While it’s been more convenient to listen to music on Spotify or Apple Music the past decade, there is still something lost in the compression of the songs that true-blue audiophiles regrettably notice. That’s why over the past few years, we’re seeing the re-emergence of “retro” music formats like CDs and vinyl. The latter in particular has become a must-have for those who are serious about listening to music in its uncompressed format. More often than not, these players are also vintage in design, harking back to music listening in the 60s and beyond.
Designer: William Fairington
But what if the record player gets a futuristic and industrial design instead, bringing a different kind of aesthetic to what we’re used to. That’s the idea behind the conceptual design of a record player called Rotor. The designer is inspired by the mechanical forms of the internal motors of modern electric vehicles. So if you’re the demographic that likes both cars and music, then you’d want this concept to become an actual product eventually.

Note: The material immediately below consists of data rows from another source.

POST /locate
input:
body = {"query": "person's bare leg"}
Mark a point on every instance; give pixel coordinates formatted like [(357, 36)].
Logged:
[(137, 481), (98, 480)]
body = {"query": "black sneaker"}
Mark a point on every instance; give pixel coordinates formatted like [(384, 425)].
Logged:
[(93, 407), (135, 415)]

The design features 6 copper coil-inspired speaker modules that support the center shaft and radiates the sound from the inside wall. It actually looks like it is floating within the outer shell as it doesn’t touch the table or the wall where you’ll place the player. To show off the motor design, the vinyl mat has a condensed belt but there is also a threaded cap and spindle to keep the vinyl in place no matter what position your player is placed in since this is a “conceptual dual orientational record player”.

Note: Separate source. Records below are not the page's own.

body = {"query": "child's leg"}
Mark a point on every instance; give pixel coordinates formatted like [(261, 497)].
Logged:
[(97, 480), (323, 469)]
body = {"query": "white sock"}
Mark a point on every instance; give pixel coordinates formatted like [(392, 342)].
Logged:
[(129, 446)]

The overall look of the Rotor is that of a motorized car part with a bare metal finish, linear form repetition as well as highlights on its fasteners and jointure. In order to create an actual product like this, the manufacturer would need to use Machining, Casting, and Forging. There are also a lot of complex components for such a device so if this does go into production, expect it to cost something fierce. But if you’re a fan of both EVs and vinyls, you probably will not mind.